Sunday night where I live. I am processing some family pictures from this weekend and just discovered a feature that I haven't seen or used before, it's the output sharpening feature in Lightroom. I've only used Lightroom a couple of months so far and still consider myself to be on a steep learning curve. Is this a useful function according to those of you who have used it? Is this a stupid question as I should always use it? Any advice is appreciated.


----------



## rwmson (Sep 25, 2012)

Yes, you always apply sharpening as the LAST step in your PP (because sharpening is dependent upon image resolution). Most digital images will benefit greatly from sharpening, just don't overdo it.


----------



## RLPhoto (Sep 25, 2012)

Jotho said:


> Sunday night where I live. I am processing some family pictures from this weekend and just discovered a feature that I haven't seen or used before, it's the output sharpening feature in Lightroom. I've only used Lightroom a couple of months so far and still consider myself to be on a steep learning curve. Is this a useful function according to those of you who have used it? Is this a stupid question as I should always use it? Any advice is appreciated.

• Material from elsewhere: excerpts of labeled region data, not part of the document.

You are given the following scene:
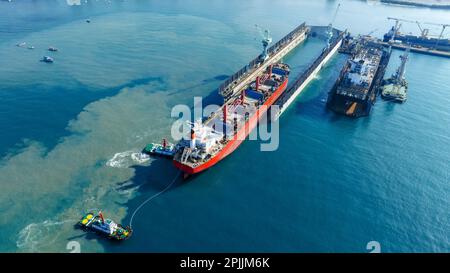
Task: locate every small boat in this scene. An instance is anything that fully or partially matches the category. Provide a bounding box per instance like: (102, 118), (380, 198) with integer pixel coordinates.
(142, 138), (177, 158)
(41, 56), (55, 63)
(78, 211), (133, 241)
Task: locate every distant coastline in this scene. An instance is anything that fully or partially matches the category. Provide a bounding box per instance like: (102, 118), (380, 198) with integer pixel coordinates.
(380, 0), (450, 9)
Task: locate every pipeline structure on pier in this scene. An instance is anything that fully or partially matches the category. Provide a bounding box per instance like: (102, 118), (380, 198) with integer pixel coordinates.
(219, 23), (310, 101)
(275, 26), (346, 117)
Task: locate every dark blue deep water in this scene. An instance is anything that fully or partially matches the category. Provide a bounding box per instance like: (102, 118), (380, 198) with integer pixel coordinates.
(0, 0), (450, 252)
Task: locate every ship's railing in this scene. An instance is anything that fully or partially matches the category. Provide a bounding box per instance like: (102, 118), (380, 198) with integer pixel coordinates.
(275, 30), (345, 106)
(219, 23), (307, 97)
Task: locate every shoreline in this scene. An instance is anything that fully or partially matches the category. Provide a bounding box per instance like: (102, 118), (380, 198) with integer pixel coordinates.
(380, 0), (450, 10)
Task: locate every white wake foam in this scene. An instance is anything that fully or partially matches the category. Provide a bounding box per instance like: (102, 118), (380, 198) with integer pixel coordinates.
(106, 151), (150, 168)
(16, 220), (77, 252)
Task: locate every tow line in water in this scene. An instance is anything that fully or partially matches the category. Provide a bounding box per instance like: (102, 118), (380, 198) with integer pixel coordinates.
(129, 171), (181, 228)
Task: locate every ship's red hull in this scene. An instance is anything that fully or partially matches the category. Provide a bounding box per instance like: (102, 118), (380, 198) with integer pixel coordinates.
(173, 78), (288, 174)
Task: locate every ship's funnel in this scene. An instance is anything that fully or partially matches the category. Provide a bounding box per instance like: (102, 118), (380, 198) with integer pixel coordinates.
(191, 129), (195, 149)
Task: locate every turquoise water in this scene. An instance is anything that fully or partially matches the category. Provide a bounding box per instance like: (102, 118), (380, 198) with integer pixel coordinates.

Web use require more aggressive sharpening than Print use. So yes, Use output sharpening.


----------



## DavidRiesenberg (Sep 25, 2012)

But should one use both the "regular" sharpening in LR and output sharpening?


----------



## DB (Sep 25, 2012)

rwmson said:


> Yes, you always apply sharpening as the LAST step in your PP (because sharpening is dependent upon image resolution). Most digital images will benefit greatly from sharpening, just don't overdo it.



+1

Recently I've begun using 'Smart Sharpen' in PS CS6 as my final step in 'post'. I find that all pictures benefit from a small to modest amount of sharpening e.g. 1.5px to 2.5px (radius) coupled with 24% to 45% amount (depending on the image), especially with images shot with my 24-70 mk I


----------



## 2n10 (Sep 25, 2012)

DavidRiesenberg said:


> But should one use both the "regular" sharpening in LR and output sharpening?



Yes, especially when you are outputting to JPEG due to the quality loss. It seems to show up in sharpness the most to my eyes.


----------